Hi, I'm not a programmer (I only know basic HTML) and I've gone over the RegEx basic tutorial on Calibre's website - and it's helped me for years on editing garbage out of OCR documents, etc. However, a common need I have is to quickly add entries to a table of contents (especially because table of contents is a primary tool I use for many books on my e-reader). Often books will follow a format for their chapter/section headings, but they won't be tagged as headers. I can manually turn them into (for example) <h3> tags, and then go to the book editor tool and "generate ToC from all headings" or "from major headings". When a book only has a dozen or so ToC entries I want, then I just do that manually. However, I would love a more automatic way to do that with RegEx find and replace,
especially when a book has a hundred or more entries I want to put in the ToC (for example, a cookbook).
So let me give an example for what I'm currently working on. There's a cookbook that has each section as a ToC entry, but each section has within it dozens or even hundreds of recipes. I want each one to be a ToC sub-entry without having to do it all manually.

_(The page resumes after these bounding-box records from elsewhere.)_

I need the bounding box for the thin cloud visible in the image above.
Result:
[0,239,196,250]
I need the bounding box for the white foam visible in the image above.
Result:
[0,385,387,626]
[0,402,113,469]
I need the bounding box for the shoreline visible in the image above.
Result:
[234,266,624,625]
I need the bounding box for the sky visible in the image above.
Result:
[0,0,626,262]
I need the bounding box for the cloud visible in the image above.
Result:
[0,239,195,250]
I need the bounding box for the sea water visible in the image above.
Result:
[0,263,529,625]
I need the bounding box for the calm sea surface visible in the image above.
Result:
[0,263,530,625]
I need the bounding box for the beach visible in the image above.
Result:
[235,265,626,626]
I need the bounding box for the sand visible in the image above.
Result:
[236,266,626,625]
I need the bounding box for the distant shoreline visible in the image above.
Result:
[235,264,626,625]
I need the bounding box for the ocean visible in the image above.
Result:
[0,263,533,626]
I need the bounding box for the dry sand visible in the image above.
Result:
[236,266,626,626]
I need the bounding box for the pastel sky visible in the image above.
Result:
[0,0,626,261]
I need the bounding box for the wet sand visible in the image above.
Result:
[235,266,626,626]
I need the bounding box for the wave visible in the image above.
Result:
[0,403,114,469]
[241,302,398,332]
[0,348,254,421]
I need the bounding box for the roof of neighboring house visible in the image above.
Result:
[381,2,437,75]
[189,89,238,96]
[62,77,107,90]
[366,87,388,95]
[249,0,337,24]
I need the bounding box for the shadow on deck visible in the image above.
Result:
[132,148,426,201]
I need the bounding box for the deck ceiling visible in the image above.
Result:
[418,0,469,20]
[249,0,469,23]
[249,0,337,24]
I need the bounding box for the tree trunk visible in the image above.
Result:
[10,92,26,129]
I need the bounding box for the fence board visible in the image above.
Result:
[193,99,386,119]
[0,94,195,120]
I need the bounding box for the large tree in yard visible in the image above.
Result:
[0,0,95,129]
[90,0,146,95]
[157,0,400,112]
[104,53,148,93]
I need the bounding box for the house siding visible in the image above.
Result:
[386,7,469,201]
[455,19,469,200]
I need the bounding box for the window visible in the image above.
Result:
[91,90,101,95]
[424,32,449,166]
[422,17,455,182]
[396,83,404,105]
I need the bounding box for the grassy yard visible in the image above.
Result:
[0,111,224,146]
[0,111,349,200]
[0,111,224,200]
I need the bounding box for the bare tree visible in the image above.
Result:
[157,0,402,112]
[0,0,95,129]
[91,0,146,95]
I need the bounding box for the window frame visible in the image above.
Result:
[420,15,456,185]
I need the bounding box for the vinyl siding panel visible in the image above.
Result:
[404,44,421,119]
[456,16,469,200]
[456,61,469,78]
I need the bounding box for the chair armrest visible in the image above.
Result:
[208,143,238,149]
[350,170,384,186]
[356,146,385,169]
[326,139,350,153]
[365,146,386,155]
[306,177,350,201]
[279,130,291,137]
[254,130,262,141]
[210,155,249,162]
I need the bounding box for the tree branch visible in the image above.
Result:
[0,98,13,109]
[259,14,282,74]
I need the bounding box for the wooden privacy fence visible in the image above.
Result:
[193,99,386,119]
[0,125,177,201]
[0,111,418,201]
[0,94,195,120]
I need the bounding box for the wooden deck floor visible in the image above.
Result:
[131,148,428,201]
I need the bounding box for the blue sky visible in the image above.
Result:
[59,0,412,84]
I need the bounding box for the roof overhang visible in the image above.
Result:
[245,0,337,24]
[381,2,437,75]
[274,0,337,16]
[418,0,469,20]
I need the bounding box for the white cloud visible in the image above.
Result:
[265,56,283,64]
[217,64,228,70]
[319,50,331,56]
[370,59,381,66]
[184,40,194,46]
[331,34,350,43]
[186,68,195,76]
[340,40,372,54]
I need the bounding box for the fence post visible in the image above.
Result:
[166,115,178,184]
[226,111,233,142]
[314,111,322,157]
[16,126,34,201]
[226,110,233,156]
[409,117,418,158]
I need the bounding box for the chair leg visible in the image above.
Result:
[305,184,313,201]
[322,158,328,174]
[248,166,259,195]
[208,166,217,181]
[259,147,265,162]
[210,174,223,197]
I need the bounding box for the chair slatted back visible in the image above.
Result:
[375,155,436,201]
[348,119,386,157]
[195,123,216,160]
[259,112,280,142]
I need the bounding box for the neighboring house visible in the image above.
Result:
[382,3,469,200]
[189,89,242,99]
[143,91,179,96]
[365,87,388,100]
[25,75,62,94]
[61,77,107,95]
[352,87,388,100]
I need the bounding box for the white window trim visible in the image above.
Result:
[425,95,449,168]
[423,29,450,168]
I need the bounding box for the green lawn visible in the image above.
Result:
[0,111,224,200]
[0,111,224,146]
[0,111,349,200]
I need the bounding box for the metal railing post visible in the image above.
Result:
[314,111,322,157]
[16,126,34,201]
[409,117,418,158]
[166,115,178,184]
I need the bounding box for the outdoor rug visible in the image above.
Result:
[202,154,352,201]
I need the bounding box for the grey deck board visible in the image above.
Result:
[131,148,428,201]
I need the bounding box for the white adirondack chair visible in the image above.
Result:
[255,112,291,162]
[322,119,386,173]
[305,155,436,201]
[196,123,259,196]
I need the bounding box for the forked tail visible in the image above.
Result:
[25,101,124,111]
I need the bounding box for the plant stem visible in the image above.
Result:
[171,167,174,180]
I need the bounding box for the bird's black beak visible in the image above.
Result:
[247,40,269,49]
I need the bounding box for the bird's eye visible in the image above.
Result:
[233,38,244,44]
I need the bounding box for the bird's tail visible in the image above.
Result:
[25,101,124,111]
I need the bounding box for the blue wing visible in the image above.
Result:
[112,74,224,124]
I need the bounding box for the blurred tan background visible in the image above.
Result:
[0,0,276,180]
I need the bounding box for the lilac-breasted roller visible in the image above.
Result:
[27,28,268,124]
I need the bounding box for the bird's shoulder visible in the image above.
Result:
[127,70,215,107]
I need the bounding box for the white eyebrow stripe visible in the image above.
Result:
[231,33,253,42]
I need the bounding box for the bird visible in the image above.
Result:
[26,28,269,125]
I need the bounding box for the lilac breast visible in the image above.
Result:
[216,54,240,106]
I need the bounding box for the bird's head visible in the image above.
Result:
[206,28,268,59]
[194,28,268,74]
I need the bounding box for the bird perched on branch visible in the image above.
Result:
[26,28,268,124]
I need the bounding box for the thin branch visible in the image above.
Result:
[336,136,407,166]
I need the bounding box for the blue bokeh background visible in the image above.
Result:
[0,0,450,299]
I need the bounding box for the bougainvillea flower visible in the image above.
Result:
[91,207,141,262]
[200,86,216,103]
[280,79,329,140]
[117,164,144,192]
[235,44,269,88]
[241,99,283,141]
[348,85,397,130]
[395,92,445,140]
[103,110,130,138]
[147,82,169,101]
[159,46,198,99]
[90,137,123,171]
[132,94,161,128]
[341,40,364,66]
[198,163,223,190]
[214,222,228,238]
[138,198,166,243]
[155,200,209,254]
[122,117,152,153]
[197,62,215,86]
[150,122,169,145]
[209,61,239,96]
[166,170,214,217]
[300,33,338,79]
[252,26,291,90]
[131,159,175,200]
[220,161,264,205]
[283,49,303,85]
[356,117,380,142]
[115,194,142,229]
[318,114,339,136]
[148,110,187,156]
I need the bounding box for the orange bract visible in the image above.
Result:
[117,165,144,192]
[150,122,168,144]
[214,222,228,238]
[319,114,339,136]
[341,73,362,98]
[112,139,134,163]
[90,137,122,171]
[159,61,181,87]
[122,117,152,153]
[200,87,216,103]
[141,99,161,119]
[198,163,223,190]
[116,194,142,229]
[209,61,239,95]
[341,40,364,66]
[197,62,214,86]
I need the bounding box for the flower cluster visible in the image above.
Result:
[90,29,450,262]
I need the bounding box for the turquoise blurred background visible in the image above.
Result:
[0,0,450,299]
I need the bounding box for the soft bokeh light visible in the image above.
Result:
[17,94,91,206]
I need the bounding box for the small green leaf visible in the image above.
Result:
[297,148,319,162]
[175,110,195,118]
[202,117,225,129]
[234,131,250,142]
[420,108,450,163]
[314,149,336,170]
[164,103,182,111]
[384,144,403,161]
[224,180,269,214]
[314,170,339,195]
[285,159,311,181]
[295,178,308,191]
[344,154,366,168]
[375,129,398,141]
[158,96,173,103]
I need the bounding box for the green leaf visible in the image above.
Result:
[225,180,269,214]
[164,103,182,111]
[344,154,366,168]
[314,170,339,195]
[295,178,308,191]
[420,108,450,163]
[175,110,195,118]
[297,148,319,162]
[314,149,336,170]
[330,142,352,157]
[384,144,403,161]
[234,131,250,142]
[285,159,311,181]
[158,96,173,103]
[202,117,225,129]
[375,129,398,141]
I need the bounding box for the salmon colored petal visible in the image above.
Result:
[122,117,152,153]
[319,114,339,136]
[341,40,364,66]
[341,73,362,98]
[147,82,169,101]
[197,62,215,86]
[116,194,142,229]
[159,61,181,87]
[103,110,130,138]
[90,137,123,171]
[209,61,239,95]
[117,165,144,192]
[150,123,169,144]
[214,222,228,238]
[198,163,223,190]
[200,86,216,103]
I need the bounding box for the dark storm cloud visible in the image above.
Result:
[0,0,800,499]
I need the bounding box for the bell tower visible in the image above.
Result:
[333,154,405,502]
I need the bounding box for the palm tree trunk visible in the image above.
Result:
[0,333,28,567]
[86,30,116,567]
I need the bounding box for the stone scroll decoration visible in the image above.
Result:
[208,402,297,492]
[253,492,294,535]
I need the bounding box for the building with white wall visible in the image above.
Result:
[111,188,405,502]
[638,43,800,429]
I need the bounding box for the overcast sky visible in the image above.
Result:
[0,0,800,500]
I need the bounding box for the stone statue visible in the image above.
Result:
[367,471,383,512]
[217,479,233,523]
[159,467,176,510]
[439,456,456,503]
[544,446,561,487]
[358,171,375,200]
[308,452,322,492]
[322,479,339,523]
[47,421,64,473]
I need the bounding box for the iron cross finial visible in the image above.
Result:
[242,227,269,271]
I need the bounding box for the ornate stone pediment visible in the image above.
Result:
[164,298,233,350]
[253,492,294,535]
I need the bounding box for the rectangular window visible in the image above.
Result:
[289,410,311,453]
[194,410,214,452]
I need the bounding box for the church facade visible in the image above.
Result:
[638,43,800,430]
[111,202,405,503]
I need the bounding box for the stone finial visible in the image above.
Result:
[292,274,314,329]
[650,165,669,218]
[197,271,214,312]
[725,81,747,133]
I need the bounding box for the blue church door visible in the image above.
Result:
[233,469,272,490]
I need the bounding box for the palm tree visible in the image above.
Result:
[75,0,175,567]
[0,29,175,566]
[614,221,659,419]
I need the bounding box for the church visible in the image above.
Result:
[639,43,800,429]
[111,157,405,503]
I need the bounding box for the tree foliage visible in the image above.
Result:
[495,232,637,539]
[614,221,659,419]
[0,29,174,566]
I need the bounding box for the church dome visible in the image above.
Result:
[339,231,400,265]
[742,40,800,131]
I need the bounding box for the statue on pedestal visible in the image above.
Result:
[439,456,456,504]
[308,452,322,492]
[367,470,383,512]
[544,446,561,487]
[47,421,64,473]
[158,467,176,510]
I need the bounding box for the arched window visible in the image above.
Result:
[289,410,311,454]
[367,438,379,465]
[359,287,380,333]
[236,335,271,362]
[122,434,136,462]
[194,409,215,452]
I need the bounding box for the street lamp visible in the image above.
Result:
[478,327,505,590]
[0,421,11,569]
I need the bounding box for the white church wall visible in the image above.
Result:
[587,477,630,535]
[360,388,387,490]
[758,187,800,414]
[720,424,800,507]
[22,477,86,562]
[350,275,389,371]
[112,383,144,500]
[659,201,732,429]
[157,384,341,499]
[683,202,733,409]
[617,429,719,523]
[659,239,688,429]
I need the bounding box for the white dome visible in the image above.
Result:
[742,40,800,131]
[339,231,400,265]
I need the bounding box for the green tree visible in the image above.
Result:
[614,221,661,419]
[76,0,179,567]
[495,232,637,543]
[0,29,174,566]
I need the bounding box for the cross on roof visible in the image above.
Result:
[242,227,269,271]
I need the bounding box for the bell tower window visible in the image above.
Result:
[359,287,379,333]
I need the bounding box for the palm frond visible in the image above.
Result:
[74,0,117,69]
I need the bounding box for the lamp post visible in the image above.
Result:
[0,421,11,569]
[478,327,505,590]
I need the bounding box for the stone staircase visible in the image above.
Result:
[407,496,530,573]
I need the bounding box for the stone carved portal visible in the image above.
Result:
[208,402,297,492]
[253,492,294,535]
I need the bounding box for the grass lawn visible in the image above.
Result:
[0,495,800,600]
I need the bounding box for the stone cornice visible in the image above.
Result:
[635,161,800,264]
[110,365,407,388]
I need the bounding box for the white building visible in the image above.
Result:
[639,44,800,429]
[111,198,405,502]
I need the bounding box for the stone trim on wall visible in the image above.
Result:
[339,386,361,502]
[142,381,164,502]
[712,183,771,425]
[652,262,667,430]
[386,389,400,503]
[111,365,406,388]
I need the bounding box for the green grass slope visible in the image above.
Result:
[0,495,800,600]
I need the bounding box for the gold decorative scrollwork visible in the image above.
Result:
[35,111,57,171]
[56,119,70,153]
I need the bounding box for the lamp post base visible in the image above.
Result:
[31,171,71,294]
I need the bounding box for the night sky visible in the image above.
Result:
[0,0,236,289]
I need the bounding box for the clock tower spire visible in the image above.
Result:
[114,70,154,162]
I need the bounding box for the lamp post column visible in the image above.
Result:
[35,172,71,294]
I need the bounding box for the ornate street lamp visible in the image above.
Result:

I found the RegEx for finding each recipe header, but I don't know how to create the "replace" portion of the text that will use the text that's already there and just add an <h3> tag around it. Here's some example code of what I want turn into ToC entries - this is how two of the different examples are already coded in the book:
Code:
<p class="left-bullet">••••••••••••••••••••••••••••••••••••••</p>
<p class="left"><strong>Apple-Walnut Pancakes</strong></p>
<p class="left-bullet">••••••••••••••••••••••••••••••••••</p>
<p class="left"><strong>Whole Wheat Orange Bread</strong></p>
The regex I use to identify this string has so far worked for every entry I've tested it on and it hasn't been too greedy to find anything else. It appears to find literally every recipe both in this category and in the other categories. So, here's the simple modification (regex code) I've used to "find" that appears successful:
Code:
<p class="left-bullet">•••*</p>
<p class="left"><strong>.*</strong></p>
What I would like to see that code (and each example of it) be "replaced" with is something like this:
Code:
<p class="left-bullet">(however many bullets it found)</p>
<h3>(Whatever the "find" text was for the recipe title)</h3>
The thing is, I've never really learned how to create the regex code that auto-populates a section with something it found - I've only ever learned to make code that directly substitutes (such as changing bold to italics, or changing some OCR junk to a blank, or a commonly misspelled word to the word I want instead). But I'm sure you guys know how to get it to reference what it found in a common pattern (such as the "find" pattern I have listed above), maintain the
actual found text but just replace/add some of the tags around it. So how does that work? Seems like it should be simple, but I just don't know how. Seems like if I can get that done, then it'll be as simple as going to the ToC editor and having it "Generate ToC from major headings" and I'll be good to go! It'll help me with quite a few other books in the future too.
I appreciate any help that any of you can offer! Thanks a lot!